Mais um domingo e eu estou no supermercado comprando ingredientes pro jantar, pensando no que eu prepararia para Rodrigo naquela noite. Como médico brilhante e reconhecido que ele era, muitas vezes os seus fins de semana eram preenchidos pelo trabalho no hospital, mas mesmo assim os domingos à noite eram sempre nossos. Há quatro anos, quando ele quis me dar uma cantada besta e eu até cheguei a achar que ele estivesse me perseguindo, não podia imaginar que ele se tornaria um amigo, uma pessoa completamente especial e importante na minha vida, com quem eu podia contar em qualquer momento, a qualquer hora. Morando sozinhos em nossos apartamentos, éramos como a família um do outro. A relação que construímos ao longo desses anos era realmente muito forte. Tão forte, que às vezes parecíamos até adivinhar quando um estava pensando no outro, como agora.

- Oi Rod! Tô no supermercado! Algum pedido especial pro jantar? – pergunto assim que atendo a sua ligação.

- Oi Moreira, liguei justamente por isso. Não vou poder sair, vou precisar cobrir o plantão de outro médico aqui. Devo voltar pra casa só pela manhã. – ele diz e eu lamento internamente. Às vezes os imprevistos aconteciam e nossos planos acabavam sendo interrompidos, como agora. Mas nunca deixava de ser chato. – Eu sei que é chato... – e lá estava ele adivinhando os meus pensamentos, como sempre. – Mas podemos deixar pra amanhã se você não estiver muito ocupada com os seus projetos. – ele sugere.

- Sem problemas, eu te entendo. – eu realmente entendia e admirava todo o amor e devoção que ele tinha por sua profissão. – Depois combinamos melhor.

- Então te vejo amanhã, tudo bem? Boa noite, e me desculpa mais uma vez.

Depois que nos despedimos, termino de fazer minhas compras e vou até o caixa pagar por elas. Caminho com as poucas sacolas até meu carro no estacionamento e as coloco na mala. Estava entrando no carro quando ouço um choro forte. Olho para os lados, procurando o lugar de onde vinha o som. Caminho até uma lixeira, onde parecia ser a origem do barulho e tomo um susto quando vejo um bebê dentro dela.

- Meu Deus, quem fez isso com você? – pego o bebê em meus braços, sujo e sem roupas, coberto apenas por uma manta. Levanto um pouco e então constato que é uma menina. Uma linda menininha. Pequena, frágil, claramente recém-nascida. O que levava uma mãe a abandonar uma criaturinha linda como essa? Era claro que ela tinha sido colocada ali porque queriam livrar-se dela. Quem jogaria uma bebezinha numa lata de lixo se não fosse com esse propósito?

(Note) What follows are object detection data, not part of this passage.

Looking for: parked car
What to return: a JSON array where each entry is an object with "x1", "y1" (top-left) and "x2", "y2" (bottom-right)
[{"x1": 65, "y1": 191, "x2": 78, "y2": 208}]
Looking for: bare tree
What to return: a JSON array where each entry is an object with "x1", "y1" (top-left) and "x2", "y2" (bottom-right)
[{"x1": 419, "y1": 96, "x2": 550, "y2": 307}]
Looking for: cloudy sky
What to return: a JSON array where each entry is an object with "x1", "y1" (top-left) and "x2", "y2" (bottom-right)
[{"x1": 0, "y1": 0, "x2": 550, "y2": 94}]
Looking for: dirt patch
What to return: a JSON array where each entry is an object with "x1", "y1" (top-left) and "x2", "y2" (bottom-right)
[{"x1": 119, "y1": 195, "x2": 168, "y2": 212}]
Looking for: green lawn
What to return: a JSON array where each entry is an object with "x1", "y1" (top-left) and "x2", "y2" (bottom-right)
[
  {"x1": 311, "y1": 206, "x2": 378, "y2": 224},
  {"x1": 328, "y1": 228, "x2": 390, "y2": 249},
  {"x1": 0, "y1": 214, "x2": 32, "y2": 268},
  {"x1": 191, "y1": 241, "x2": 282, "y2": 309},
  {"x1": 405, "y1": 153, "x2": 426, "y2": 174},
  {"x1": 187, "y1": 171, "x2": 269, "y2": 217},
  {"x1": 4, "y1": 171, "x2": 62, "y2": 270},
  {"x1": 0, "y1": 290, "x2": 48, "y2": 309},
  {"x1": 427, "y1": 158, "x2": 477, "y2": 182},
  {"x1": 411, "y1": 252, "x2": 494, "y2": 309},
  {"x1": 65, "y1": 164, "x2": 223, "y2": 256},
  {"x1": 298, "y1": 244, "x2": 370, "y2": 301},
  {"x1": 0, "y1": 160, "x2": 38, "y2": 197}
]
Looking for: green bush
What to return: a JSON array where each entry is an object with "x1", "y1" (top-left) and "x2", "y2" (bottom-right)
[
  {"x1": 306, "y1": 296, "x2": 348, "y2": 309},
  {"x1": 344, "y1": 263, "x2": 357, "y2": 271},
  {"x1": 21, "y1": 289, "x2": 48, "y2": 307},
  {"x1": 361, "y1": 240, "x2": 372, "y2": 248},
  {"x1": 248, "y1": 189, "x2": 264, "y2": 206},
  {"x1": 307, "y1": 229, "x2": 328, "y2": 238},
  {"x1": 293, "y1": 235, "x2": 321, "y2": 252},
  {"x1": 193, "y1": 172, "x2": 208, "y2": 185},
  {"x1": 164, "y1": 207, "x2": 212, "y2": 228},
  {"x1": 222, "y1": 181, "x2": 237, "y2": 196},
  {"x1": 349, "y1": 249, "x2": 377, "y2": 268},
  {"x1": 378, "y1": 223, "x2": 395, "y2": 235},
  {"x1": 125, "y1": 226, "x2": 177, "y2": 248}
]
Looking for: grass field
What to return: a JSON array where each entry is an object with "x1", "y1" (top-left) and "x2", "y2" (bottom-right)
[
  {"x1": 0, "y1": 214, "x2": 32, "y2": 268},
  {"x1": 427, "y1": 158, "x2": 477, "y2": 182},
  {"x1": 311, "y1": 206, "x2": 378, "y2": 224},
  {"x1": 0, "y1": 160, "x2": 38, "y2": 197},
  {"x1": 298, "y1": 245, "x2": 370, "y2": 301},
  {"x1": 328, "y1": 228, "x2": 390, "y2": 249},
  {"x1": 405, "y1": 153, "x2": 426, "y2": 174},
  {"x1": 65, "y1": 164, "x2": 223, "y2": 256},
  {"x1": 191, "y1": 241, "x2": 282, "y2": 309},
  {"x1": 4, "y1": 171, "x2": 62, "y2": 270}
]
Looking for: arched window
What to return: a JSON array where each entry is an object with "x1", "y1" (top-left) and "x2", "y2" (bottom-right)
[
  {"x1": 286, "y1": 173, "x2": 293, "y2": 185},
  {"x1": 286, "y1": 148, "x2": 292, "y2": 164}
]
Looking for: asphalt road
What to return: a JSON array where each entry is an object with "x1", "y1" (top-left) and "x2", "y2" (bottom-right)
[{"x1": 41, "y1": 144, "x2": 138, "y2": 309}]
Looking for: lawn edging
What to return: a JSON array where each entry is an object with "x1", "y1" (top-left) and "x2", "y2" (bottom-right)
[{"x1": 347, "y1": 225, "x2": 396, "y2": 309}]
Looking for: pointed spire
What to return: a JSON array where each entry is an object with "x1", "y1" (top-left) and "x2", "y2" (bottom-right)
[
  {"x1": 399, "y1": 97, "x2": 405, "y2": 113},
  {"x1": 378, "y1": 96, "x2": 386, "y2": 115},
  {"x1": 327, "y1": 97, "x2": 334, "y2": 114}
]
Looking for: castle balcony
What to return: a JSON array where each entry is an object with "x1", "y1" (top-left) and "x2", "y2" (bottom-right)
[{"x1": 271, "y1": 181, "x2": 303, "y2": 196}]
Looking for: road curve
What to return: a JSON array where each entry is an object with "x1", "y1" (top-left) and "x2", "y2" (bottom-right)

Olho ao redor, vendo o estacionamento vazio. Fosse quem fosse que a tinha deixado ali, essa pessoa já estaria longe. E a bebê já estava no meio de todo aquele lixo sabe-se Deus há quantos minutos. Chegava a ser desumano. Não consigo ser indiferente, eu tinha que fazer algo por esse pequeno ser. Com meu coração acelerado pela situação e com meu corpo trêmulo, volto ao supermercado em busca de ajuda, afinal eu não tinha como ir até o hospital dirigindo sozinha e com um bebê nos braços. Quando relato o problema e peço ajuda, uma senhora que já terminava de passar suas compras se oferece para ir até o hospital comigo. A menininha necessitava de cuidados.

Assim que chegamos ao hospital em que Rodrigo trabalhava, peço que o chamem com urgência. Rodrigo é pediatra e eu confiava plenamente nele. Não foi preciso que esperássemos muito. Em pouco minutos Rodrigo vem correndo em minha direção.

- O que houve com você, Agatha? – ele pergunta enquanto me analisa de forma preocupada e eu sabia que ele estava pensando que havia acontecido algo comigo. Me repreendo internamente por não avisar a moça que foi procurá-lo que se tratava de uma emergência com um bebê.

- Calma, não foi nada comigo. Mas eu preciso da sua ajuda. – respondo, me virando para a senhora que tinha vindo comigo e que mantinha a pequena em seus braços. – Eu encontrei um bebê numa lata de lixo no estacionamento do supermercado. Ela parece precisar de cuidados e não consegui deixá-la ali. Você foi a primeira pessoa em que eu pensei para me ajudar.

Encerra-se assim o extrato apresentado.